Quizá parece entonces mejor método suspender el juicio sobre aquello que creemos conocer. Debemos “poner entre paréntesis”, hacer “epojé” de las ideas derivadas de años de experiencia como comensales y considerar el puro fenómeno del menú en la conciencia. Esto es posible porque el menú vivido (queremos decir producido y llevado a su fin en la mesa, por no alargarnos aquí en su caracterización) es producto del espíritu, una expresión de la existencia, es un inequívocamente proceso de conciencia. Como tal la obra intencional del chef y su taller llevada a su acabamiento o perfección en el acto para el que fue concebida, la degustación más que inteligente reflexiva, todo este vivir en fin, es prolongación de nuestro ser. Si filosofar es tratar de responder a la tríada kantiana que se sintetiza en la pregunta ¿qué es el hombre?, el menú de esta noche, su vivencia, ha de ser camino para profundizar en esa misma búsqueda. Estamos con Raymond Aron, y como él a Sartre, decimos a todos que hacer filosofía lo es sobre las cosas tal como se experimentan, describirlas como se sienten.

Un menú es un ejercicio de arquitecto, un boceto de artista, que se plasma real en el oficio de las cocinas. Cada plato es tanto fruto del conocimiento práctico, realización de una “tekné”, como aplicación del saber científico, “episteme” al servicio de los sentidos. De la obra de los expertos al disfrute de los comensales se recorre el mismo camino que entre la mirada del espectador de un cuadro y su autor. Si mostramos esta misma analogía con la música o con la poesía seguro que nadie discutirá que son caminos filosóficos y que en ellas hay amor a la sabiduría. No entendemos por qué se duda entonces de esto mismo en la ciencia gastronómica, en el arte de los fogones y en el lenguaje que comporta. Se puede discutir en dónde situaremos este saber, cuán lejos o cerca esté de la filosofía primera, pero no se puede dudar de su carácter.

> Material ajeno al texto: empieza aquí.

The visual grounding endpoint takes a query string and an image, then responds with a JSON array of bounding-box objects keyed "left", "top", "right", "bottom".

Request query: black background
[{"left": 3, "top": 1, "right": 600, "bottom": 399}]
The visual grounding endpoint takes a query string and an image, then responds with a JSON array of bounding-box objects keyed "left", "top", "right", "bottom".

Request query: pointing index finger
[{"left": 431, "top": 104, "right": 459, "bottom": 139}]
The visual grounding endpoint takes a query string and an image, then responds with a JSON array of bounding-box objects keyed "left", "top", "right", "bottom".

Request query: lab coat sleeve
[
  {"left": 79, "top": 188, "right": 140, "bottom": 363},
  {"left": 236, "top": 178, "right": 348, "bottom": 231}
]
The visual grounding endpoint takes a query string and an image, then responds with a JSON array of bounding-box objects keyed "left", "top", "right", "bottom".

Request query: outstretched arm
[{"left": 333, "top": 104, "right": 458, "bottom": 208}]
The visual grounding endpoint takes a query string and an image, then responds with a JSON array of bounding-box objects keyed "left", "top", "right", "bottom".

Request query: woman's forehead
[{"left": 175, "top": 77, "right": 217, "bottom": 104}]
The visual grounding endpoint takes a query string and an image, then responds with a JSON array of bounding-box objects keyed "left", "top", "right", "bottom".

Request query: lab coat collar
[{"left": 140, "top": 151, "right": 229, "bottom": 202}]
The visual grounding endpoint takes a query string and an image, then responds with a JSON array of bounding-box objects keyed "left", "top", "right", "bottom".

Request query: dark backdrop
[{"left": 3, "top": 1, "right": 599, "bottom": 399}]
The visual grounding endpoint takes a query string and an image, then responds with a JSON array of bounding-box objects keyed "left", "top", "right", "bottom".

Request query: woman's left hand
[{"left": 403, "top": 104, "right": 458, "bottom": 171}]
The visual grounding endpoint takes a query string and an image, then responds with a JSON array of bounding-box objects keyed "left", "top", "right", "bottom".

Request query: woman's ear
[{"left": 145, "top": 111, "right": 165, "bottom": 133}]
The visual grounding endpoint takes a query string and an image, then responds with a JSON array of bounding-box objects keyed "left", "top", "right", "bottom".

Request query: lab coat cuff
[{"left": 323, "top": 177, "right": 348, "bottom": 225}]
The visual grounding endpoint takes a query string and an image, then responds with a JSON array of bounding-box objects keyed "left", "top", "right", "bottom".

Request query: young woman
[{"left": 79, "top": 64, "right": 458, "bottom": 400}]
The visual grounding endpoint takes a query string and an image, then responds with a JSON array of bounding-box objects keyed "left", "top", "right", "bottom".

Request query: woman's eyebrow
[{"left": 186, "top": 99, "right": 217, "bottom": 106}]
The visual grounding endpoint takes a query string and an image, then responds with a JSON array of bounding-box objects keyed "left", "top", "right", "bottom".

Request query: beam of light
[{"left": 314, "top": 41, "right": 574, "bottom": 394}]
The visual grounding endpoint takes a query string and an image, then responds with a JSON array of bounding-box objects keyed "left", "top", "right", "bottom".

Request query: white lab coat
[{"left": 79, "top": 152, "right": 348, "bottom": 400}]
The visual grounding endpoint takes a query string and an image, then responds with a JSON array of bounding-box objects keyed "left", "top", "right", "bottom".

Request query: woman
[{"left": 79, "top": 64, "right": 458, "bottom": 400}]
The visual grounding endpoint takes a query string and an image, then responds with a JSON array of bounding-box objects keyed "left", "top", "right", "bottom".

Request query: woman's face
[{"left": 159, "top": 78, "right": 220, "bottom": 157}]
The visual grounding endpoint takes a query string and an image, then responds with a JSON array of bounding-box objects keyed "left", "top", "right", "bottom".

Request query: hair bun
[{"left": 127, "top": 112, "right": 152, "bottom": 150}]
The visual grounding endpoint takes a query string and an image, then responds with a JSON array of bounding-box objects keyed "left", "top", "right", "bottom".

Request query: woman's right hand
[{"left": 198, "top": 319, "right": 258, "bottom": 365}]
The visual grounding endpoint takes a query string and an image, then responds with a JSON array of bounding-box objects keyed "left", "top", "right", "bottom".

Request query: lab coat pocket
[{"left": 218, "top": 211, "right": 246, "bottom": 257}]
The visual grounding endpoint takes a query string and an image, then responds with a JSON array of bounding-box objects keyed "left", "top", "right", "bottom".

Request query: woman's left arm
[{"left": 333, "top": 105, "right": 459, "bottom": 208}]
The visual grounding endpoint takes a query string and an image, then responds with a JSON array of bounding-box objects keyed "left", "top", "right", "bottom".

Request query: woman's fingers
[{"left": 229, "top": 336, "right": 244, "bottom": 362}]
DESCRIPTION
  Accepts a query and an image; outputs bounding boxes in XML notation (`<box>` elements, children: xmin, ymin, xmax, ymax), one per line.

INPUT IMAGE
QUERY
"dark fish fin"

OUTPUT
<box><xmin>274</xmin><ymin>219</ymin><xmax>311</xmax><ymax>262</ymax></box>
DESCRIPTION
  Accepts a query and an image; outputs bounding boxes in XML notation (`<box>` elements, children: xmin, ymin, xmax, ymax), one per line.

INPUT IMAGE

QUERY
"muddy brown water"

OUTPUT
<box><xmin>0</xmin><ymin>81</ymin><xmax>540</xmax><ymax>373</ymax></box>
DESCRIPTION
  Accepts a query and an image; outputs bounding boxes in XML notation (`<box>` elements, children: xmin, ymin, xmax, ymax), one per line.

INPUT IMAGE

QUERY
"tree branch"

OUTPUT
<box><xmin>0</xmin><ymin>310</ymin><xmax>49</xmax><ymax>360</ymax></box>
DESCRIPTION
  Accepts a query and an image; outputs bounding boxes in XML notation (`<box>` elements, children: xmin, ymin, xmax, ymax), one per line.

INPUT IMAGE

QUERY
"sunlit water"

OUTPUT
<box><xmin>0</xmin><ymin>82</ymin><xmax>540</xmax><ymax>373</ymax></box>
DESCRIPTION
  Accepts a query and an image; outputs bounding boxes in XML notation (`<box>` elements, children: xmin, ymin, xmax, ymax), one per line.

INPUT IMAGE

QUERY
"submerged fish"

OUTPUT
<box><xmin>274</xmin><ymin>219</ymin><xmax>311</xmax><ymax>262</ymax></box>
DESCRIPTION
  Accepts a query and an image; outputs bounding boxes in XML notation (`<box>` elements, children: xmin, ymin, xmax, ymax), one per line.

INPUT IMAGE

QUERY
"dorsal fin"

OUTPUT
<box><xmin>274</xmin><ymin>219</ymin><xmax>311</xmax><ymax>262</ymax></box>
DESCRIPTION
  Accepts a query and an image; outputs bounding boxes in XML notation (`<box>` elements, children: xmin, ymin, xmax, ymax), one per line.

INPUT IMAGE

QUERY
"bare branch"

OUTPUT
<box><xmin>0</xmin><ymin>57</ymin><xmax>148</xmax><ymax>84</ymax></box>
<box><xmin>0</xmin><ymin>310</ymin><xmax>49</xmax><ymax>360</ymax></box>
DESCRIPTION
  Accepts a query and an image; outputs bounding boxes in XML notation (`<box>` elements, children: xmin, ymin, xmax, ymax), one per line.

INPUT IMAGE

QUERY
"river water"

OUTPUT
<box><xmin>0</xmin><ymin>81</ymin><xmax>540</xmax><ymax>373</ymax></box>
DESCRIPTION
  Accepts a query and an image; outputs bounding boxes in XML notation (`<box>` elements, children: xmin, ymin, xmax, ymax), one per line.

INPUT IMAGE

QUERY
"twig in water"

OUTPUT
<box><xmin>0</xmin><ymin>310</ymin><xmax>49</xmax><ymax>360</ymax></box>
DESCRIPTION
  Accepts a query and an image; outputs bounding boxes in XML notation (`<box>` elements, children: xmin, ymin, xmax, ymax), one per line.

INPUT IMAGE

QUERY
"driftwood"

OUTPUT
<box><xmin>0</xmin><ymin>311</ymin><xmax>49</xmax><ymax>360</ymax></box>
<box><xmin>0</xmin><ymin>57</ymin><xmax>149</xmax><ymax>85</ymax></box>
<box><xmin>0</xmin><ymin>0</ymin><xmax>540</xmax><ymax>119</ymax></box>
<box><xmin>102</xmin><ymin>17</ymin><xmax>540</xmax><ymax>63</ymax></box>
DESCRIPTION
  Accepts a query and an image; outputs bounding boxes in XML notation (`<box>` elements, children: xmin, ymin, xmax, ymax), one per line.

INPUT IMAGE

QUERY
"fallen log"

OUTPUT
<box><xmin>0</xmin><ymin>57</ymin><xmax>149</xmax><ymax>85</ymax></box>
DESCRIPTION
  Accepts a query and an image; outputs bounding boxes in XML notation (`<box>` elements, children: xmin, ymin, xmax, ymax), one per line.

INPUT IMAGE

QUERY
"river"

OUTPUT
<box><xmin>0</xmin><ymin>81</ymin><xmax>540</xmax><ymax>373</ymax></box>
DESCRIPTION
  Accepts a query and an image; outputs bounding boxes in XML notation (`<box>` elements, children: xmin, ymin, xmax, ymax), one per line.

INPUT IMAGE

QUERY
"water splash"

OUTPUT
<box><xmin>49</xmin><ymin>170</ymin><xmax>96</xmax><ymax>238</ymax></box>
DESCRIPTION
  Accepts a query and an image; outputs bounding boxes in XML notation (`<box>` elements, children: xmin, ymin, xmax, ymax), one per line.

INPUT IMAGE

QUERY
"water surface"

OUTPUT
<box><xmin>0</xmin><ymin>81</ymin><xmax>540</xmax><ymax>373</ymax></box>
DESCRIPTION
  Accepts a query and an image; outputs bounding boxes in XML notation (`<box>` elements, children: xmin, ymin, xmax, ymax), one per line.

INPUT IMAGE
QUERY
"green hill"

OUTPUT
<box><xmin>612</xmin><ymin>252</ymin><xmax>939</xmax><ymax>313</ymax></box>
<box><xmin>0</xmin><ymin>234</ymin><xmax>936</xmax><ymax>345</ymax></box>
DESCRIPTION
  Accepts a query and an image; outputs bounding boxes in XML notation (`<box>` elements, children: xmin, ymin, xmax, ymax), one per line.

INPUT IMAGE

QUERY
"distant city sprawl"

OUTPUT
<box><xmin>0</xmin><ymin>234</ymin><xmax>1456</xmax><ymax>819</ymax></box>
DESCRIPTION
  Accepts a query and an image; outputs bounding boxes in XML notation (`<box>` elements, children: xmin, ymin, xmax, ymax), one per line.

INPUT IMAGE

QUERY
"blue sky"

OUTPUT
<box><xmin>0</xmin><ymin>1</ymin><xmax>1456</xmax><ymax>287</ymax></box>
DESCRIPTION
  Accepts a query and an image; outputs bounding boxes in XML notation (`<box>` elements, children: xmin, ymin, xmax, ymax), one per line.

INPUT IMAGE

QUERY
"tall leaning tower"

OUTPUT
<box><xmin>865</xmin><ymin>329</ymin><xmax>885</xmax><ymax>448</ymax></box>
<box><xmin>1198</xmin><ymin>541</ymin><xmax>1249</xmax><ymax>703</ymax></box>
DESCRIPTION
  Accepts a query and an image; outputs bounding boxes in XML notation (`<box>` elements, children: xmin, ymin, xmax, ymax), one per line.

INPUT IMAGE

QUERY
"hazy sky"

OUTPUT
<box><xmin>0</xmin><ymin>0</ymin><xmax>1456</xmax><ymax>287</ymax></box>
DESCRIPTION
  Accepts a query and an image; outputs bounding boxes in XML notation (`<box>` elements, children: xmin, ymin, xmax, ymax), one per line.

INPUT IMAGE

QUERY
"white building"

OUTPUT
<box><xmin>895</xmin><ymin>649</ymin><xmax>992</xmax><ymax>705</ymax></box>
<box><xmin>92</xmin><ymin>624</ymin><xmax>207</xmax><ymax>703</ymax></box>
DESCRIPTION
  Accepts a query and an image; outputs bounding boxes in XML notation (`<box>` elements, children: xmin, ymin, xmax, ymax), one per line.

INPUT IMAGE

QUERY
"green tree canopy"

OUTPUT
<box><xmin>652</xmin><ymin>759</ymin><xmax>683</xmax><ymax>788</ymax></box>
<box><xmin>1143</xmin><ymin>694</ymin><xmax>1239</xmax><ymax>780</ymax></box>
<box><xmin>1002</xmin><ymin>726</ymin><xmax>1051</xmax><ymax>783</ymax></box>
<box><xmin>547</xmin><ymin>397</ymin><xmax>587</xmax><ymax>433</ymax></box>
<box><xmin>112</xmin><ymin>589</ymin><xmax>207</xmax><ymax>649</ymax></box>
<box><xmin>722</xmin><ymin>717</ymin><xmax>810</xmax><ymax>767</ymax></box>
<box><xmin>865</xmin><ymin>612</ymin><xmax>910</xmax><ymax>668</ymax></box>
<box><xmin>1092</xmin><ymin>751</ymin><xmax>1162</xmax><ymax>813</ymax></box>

Cuando profundizamos en las raíces culturales de un plato, o en la habilidad para combinar ingredientes, tanto en el esfuerzo de gustar, como de servir a la nutrición y a la salud; cuando relacionamos la disposición de las viandas y sus acompañamientos en el plato, la idoneidad o no de unos u otros condimentos; cuando buscamos acierto con el vino o tratamos que se realcen las calidades de los productos; cuando, en fin apreciamos con rigor, con conocimiento de causa, a lo largo de la velada con los amigos, la cena, se representa ante nuestra conciencia el camino filosófico hacia nuestra plenitud como seres humanos. Es éste un ejercicio moral coherente con el “corpus ético” aristotélico. Dice el Filósofo y con él nosotros, que el alma sensitiva “participa en cierto modo de la razón”. Por tanto, habrá de considerarse que comer de este modo es actividad propia de la vida sensible, que es humana (no sólo animal), ejercida conforme a virtud (virtud ética) y engarzable con la Felicidad plena que nos planteamos. Ésta consiste en la vida contemplativa, de las cosas particulares y contingentes, objetos de la razón práctica, y sobre lo universal y necesario, objeto de la razón teórica. La prudencia, en aquélla y la sabiduría en ésta, son las virtudes dianoéticas que hacen posible tal plenitud. Cosa de dioses para el Estagirita. Pues bien, en tanto que no comemos como irracionales, ni comemos solo empujados por el deseo o la pasión, porque no comemos sólo adornados de una razón pura tan infalible como inefable, disfrutamos con mesura, valor y justicia, pues admiramos la ciencia y el arte que encierran, de lo que comemos conscientemente, con conciencia. Hoy, y tantas veces como queramos, podremos ser así humanamente felices. Podremos contemplar prudentes nuestra propia vivencia y esperaremos, en consecuencia, alcanzar sabiduría para encontrar la Felicidad de una vida humana plena, divina.